Global Stock Markets: We All Fall Down!
September 7th, 2008 | by mantrionline |Investors not only returned to a shortened trading week after the Labor Day holiday on Monday, but also to a bruising on stock markets, at least for those with long equity positions.
Concerns about the global economic outlook and continued financial duress spooked burses around the world, with a number of other factors also adding to investors’ nervousness. In particular, Pimco’s Bill Gross, the manager of the world’s largest bond fund, said the U.S. needed to step up and buy assets to avoid a “financial tsunami” (Bill is renowned for talking his book on occasion!). Dwight Anderson’s big Ospraie commodity hedge fund closed after suffering large losses, and Russia was selling foreign currency reserves to prop up the ruble after foreign capital fled the country following its invasion of Georgia.
Stock markets and commodities ended the first week of a traditionally bad September deeply in the red, but government bonds and the greenback benefited from the deleveraging and a flight to perceived safety.
An announcement by the U.S. Treasury Department regarding the bailing out and recapitalization of collapsing home mortgage giants Fannie Mae (FNM) and Freddie Mac (FRE) seems to be imminent. According to The Wall Street Journal, Congressman Barney Frank, chairman of the House Financial Services Committee, confirmed on Saturday that Treasury Secretary Henry Paulson was planning government intervention to back the troubled GSEs. The detail could be announced as early as today (Sunday), prior to the Asian markets reopening.
Next, is a tag cloud of the text of all the articles I have read during the past week. This is a way of visualizing word frequencies at a glance. As expected, words such as “bank,” “prices,” “inflation” and “growth” featured prominently in my reading matter.
I have mentioned previously that the mid-July stock market lows need to be sustained in order for the summer rally and the market’s base building to still be in effect. These levels – 10,963 for the Dow Jones Industrial Index and 1,215 for the S&P 500 Index – approached with unnerving speed last week.
Commenting on the current market weakness, Brett Steenbarger (TraderFeed) remarked as follows:
A number of sectors, such as consumer discretionary and even many of the financial shares, remain well above their July lows. It is not at all clear to me that this will be a fresh bear market leg down. I’m open to the idea that this may be an ultimately successful test of the July lows and part of a larger – and quite significant – bottoming process. Participation to the downside will tell the story.
From across the pond, David Fuller (Fullermoney) added:
… investors have little incentive to channel the large capital pools accumulating in money-market funds back into stock markets. Resistance near the August highs for share indices has checked the rallies. Moreover, many have broken beneath their August lows this week. We have also seen some new lows for the year, reaffirming overall downward trends. Unless stock markets can push back above their August highs, the bear will remain in charge for a while longer.

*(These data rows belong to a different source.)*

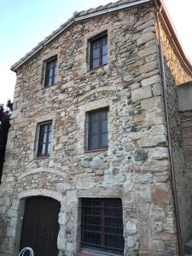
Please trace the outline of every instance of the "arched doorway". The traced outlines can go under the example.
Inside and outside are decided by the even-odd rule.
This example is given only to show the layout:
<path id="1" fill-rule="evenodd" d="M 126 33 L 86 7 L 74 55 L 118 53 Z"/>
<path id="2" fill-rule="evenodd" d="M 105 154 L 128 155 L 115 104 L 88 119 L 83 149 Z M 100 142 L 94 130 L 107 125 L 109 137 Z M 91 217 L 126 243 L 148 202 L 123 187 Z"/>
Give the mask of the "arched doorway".
<path id="1" fill-rule="evenodd" d="M 20 249 L 30 247 L 38 256 L 57 256 L 60 202 L 46 196 L 26 200 Z"/>

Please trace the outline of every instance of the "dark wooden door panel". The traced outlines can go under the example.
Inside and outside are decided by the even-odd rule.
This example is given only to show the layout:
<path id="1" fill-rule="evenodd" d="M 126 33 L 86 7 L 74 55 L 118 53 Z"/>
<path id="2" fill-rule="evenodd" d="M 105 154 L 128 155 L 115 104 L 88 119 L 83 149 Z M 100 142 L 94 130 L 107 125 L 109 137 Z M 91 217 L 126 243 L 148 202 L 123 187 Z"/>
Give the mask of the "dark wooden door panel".
<path id="1" fill-rule="evenodd" d="M 59 211 L 60 203 L 52 198 L 35 196 L 26 199 L 20 250 L 30 247 L 35 256 L 58 255 Z"/>

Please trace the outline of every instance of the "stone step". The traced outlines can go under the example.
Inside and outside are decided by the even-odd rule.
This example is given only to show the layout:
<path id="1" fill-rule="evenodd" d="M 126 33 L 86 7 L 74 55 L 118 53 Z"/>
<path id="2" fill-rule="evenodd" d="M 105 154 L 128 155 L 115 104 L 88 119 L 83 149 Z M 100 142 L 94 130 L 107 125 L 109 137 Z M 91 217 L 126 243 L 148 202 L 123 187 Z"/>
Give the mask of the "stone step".
<path id="1" fill-rule="evenodd" d="M 184 245 L 184 253 L 186 255 L 192 255 L 192 240 L 189 241 Z"/>

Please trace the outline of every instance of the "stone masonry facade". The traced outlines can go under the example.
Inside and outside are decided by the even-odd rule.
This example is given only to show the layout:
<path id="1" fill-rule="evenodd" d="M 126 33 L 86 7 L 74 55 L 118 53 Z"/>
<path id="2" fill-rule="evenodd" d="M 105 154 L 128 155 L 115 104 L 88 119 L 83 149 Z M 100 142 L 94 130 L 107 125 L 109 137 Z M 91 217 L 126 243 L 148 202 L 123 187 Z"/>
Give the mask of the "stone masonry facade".
<path id="1" fill-rule="evenodd" d="M 81 250 L 84 197 L 122 200 L 125 256 L 177 255 L 155 11 L 148 3 L 79 21 L 17 70 L 0 185 L 1 256 L 18 255 L 25 199 L 35 195 L 61 203 L 58 256 Z M 104 31 L 108 64 L 89 70 L 89 39 Z M 44 88 L 44 61 L 55 55 L 57 83 Z M 86 113 L 106 107 L 108 148 L 87 152 Z M 50 154 L 37 158 L 38 124 L 47 120 Z"/>

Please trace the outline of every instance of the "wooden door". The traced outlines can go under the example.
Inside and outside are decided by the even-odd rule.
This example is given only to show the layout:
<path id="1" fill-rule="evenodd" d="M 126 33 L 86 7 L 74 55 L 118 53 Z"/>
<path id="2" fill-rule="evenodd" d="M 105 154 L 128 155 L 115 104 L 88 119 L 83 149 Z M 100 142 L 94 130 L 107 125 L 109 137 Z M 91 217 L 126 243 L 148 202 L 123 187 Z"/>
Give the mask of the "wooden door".
<path id="1" fill-rule="evenodd" d="M 34 196 L 26 199 L 20 250 L 30 247 L 34 256 L 57 256 L 59 211 L 60 203 L 52 198 Z"/>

The last word goes to Richard Russell (Dow Theory Letters):
Yesterday’s [Thursday’s] stock market action, according to Lowry’s, was a classic 90% downside day. Normally, such days are followed by 2 to 7 days of rally (bounce), and then a continuation of the downtrend. 90% downside days often come in a series of one or more, and after each 90% downside day we look (hope for) a 90% up-day. And that’s where we are now.

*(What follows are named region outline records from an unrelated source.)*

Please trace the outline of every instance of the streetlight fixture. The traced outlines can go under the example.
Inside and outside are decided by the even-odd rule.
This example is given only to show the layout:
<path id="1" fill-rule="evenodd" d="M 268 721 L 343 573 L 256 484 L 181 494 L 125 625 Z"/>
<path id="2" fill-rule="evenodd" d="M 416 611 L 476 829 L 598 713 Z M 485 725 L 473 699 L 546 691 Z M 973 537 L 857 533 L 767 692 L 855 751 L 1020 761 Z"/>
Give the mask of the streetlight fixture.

Before highlighting some thought-provoking news items and quotes from market commentators, let’s briefly review the financial markets’ movements on the basis of economic statistics and a performance round-up.
Economy
According to the Survey of Business Confidence of the World conducted by Moody’s Economy.com:
Global business sentiment has been more or less consistent with a global economy that is near recession since the subprime financial shock hit over a year ago.
The survey did take on a slightly more upbeat tone at the end of August as pricing pressures abated a bit, sales strengthened somewhat and hiring firmed modestly. Businesses remain most dour in the U.S., Europe and Japan, and most upbeat in the rest of Asia.
In the U.S., the September Beige Book report from the 12 Federal Reserve districts indicated slow and weak conditions across nearly all districts. Price pressures for energy and commodities continued to be a factor during July and August across nearly all districts, although pass-through to wages appeared to be minimal, giving the Fed some breathing space in terms of monetary policy for now.
The most important economic data released in the U.S. during the past week concerned the employment situation. Non-farm payroll employment fell by 84,000 in August and the unemployment rate rose to 6.1% from 5.7% in July. Revisions to June and July job numbers tacked on another 58,000 lost jobs. In the first eight months of 2008, on average, 76,000 jobs have been lost each month. The decline in payrolls and the rise in the unemployment rate were both larger than expected by consensus forecasts, fueling concerns about the pace of consumer spending in the months ahead.